The Republicans’ proposed budget cuts are in trouble in the 50 most competitive Republican-held Congressional districts – nearly all of which gave a majority to Obama in the last presidential election. Support drops dramatically after respondents hear balanced information and messages, and incumbents in these battleground seats find themselves even more endangered.
These battleground voters are currently split on the Republican plan to cut domestic programs by $61 billion, with 46 percent in favor and 46 percent opposed. This would be a dramatic decline in support from January when Democracy Corps found 60 percent support for the Republicans’ budget cuts.
And after a balanced debate on the issue, support for the Republican budget plan drops sharply, to 41 percent, with a 52 percent majority opposed. The more voters hear from the Republicans on this issue, the less they like. In fact, after hearing the budget debate, 53 percent agree, the more they hear from Republicans like their incumbent, “the less I like.” Just 39 percent say the more they hear, “the more I like.” And this is reflected in the vote, as it moves a net of 5 points towards the Democrats, giving them a 47 to 44 percent lead on the ballot.

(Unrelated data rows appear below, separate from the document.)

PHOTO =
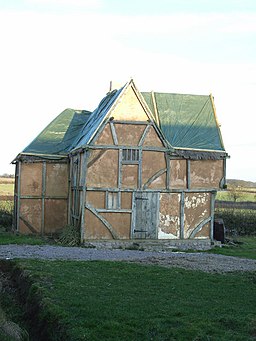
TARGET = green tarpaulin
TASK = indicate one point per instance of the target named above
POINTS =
(186, 121)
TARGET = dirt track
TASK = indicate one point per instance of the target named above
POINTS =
(194, 261)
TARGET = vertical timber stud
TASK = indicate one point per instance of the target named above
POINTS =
(224, 172)
(167, 160)
(69, 190)
(83, 200)
(182, 203)
(213, 195)
(114, 135)
(188, 175)
(43, 196)
(139, 181)
(18, 199)
(119, 180)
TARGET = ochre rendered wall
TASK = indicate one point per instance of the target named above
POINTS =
(206, 173)
(102, 168)
(95, 228)
(152, 162)
(30, 216)
(129, 176)
(105, 137)
(129, 108)
(197, 209)
(43, 197)
(178, 174)
(169, 216)
(129, 134)
(31, 179)
(152, 139)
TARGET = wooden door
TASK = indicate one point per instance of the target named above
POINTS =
(145, 215)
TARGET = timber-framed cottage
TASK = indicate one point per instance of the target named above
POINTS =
(143, 165)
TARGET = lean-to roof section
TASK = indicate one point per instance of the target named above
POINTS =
(58, 137)
(96, 119)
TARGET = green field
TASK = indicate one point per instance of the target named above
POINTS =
(243, 194)
(118, 301)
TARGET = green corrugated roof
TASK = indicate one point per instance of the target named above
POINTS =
(187, 121)
(58, 137)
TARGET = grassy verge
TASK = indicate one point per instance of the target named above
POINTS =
(241, 247)
(12, 238)
(119, 301)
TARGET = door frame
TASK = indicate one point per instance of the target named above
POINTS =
(133, 218)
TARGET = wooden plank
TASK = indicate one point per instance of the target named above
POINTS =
(132, 122)
(182, 217)
(212, 214)
(154, 177)
(188, 174)
(103, 220)
(146, 215)
(199, 227)
(43, 197)
(155, 108)
(113, 131)
(29, 226)
(18, 198)
(119, 210)
(144, 134)
(149, 148)
(83, 179)
(168, 171)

Much of the shift up to this point has come among Democrats and Democratic base groups, with independents still holding back from Democrats on budget issues. But it is independents that move in response to the messages and attacks tested in this survey.
Democrats and progressives have a strong case to make against the Republicans by focusing on their budget priorities: specifically, the Republicans’ plan to protect wasteful special-interest subsidies for oil companies and tax breaks for millionaires, while cutting support for veterans, education and Medicare and Social Security. Other critiques are weaker, but progressives clearly can win this debate – even in the battleground of Republican seats.
Key Message Recommendations
- Throughout this poll, the strongest framework and attacks center on the priorities and choices Republicans are making, not the severity of the cuts. Democrats strongly defeat the Republican arguments in the former framework, but not within the latter.
- The Democrats’ strongest thematic attack again is grounded in an attack on priorities – raising serious doubts for over 60 percent of respondents and driving voters away from the Republican budget in our regression modeling.
- Republican cuts to funding for homeless veterans, their support for oil subsidies, their support for privatizing Medicare and Social Security, and their cuts to Head Start and anti-poverty programs are their biggest specific vulnerabilities.
- The most popular Democratic proposals for addressing the deficit are “eliminating subsidies for oil and gas companies” and “instituting a surtax on families making over one million dollars a year” – which is totally consistent with the priorities framework.
[1] Based on a survey of 1,000 likely voters in 50 battleground congressional districts conducted March 13-17, 2011. This battleground was split into two tiers of 25 districts each. These districts include 44 that were won by President Obama in 2008 and were chosen based on the 2008 presidential margin, the 2010 congressional margin and race ratings from Charlie Cook and others. The margin of error for the entire sample is +/- 3.1%. In each tier it is +/- 4.5%. Please see our memo and attached graphs, which explore the political situation in these districts.